Aku berusaha melihat orang yang membuat Dahkli Sema marah, tapi terhalang oleh punggungnya.
"Pergi kamu! enyah!" Orang yang dimarahi oleh Dahkli Sema terlihat berlari keluar dari pekarangan rumah. Aku sempat melihat wajahnya, sesaat sebelum beliau berbelok di tikungan, Dahkli Labuh, adik kandung Linbu Tuana.
"Ada apa, Sema? mau apa dia disini?" Linbu Putri memegang lengan kanan suaminya dan berusaha untuk menenangkan suaminya, dengan mengelus lengan kanannya.
"Orang tidak tahu malu, datang ke rumahku minta tolong lalu memojokanku." Linbu Putri seperti memberi kode kepada suaminya, kalau aku ada disitu. Dahkli Sema langsung terdiam.
"Sudahlah, tidak ada apa-apa. Ayo kita masuk ke rumah." Wajahnya berubah ramah saat melihatku. Aku kembali masuk ke dalam rumah Dahkli Sema dan duduk di ruang tamu. Linbu Putri mempersiapkan bahan masakan dan mulai memasak.
"Kamu bisa masak, Liata?" Dahkli Sema memandangi istrinya yang sedang masak dengan ekspresi kagum.
"Bisa Dahkli, tapi sesuai kebutuhan." Beliau tertawa mendengar jawabanku seraya menoleh ke arahku.
"Aku dengar kamu ingin sekolah?" Dadaku berdetak lebih cepat saat mendengar tentang sekolah. Sesaat aku pikir, aku sudah melupakan dan merelakan niatku sekolah yang tidak tercapai.
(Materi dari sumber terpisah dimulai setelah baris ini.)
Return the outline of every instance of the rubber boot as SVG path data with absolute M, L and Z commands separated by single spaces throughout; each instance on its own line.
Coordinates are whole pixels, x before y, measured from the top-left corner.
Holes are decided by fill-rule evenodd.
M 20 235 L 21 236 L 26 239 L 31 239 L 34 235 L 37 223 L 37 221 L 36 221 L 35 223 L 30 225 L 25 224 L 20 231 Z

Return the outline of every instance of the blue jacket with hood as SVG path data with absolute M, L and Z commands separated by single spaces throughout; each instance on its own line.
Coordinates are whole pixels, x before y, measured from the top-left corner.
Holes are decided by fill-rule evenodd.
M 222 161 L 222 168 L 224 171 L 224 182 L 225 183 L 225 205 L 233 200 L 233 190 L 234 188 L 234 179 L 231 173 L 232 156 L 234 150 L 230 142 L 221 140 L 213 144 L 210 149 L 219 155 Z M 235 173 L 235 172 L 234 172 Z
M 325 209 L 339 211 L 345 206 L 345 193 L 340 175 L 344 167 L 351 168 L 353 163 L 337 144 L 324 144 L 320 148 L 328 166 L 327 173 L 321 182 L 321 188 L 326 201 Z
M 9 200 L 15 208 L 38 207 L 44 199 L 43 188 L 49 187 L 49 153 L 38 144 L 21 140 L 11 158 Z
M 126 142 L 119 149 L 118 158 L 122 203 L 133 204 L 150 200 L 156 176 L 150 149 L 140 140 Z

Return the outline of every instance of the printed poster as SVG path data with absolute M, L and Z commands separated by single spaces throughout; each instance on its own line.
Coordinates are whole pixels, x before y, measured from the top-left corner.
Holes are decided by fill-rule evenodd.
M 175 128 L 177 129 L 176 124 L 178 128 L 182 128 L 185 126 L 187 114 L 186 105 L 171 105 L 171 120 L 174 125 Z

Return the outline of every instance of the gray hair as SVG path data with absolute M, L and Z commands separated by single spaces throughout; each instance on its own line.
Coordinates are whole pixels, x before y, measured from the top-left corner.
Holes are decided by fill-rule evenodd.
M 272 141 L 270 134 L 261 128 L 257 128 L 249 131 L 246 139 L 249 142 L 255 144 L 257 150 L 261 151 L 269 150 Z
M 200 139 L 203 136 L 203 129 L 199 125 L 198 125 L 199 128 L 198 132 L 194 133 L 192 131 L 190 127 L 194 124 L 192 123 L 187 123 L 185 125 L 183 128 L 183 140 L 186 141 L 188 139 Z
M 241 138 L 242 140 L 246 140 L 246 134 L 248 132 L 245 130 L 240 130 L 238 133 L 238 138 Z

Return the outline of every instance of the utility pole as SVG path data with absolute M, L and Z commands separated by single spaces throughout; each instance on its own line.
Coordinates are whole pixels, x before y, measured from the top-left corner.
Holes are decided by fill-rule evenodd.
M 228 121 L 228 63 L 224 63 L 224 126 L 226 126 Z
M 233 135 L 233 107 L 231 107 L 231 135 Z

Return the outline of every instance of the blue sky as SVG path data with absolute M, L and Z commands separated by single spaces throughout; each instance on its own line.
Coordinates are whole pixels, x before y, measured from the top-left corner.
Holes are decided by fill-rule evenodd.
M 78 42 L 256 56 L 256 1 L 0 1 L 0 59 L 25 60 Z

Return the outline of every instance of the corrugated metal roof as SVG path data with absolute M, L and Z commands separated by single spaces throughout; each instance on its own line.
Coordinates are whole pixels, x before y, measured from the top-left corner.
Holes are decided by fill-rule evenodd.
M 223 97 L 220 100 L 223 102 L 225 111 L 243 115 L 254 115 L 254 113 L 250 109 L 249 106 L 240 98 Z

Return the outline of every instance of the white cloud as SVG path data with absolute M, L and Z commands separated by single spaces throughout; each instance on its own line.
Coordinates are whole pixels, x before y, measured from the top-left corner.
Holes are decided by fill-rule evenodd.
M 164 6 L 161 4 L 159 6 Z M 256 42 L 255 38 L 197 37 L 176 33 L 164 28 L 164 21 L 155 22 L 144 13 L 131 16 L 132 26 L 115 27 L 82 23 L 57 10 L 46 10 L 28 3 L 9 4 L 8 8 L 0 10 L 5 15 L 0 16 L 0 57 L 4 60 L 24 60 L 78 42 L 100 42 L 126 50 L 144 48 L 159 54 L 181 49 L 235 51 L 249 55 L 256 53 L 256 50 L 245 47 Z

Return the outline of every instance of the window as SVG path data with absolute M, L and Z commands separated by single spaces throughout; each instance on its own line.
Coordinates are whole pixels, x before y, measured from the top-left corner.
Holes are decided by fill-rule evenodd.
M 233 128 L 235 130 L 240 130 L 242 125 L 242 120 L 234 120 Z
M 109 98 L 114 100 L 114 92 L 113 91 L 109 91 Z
"Iya Dahkli, tapi anak perempuan tidak boleh sekolah." jawabku sedih.
"Bisa saja, kalau kamu punya ketrampilan khusus." sahut Linbu Putri. Perkataannya membuatku bingung sekaligus penasaran.
"Ketrampilan apa, Linbu?" Bau masakan yang ada di hadapanku, membuat mulutku basah. Rasanya ingin aku cicipi satu persatu makanan itu. Selesai Linbu masak, aku diantarkan pulang ke rumah oleh orang suruhan Dahkli Sema. Aku agak sedih karena tidak bisa mencicipi makanan itu, yang rasanya pasti sangat lezat.
"Umak, apakah perempuan bisa sekolah kalau punya ketrampilan khusus?" Umak sedang menggendong adikku yang sedang tidur.
"Siapa yang bilang?"
"Linbu Putri." Umak tertawa pelan dan terdengar sinis.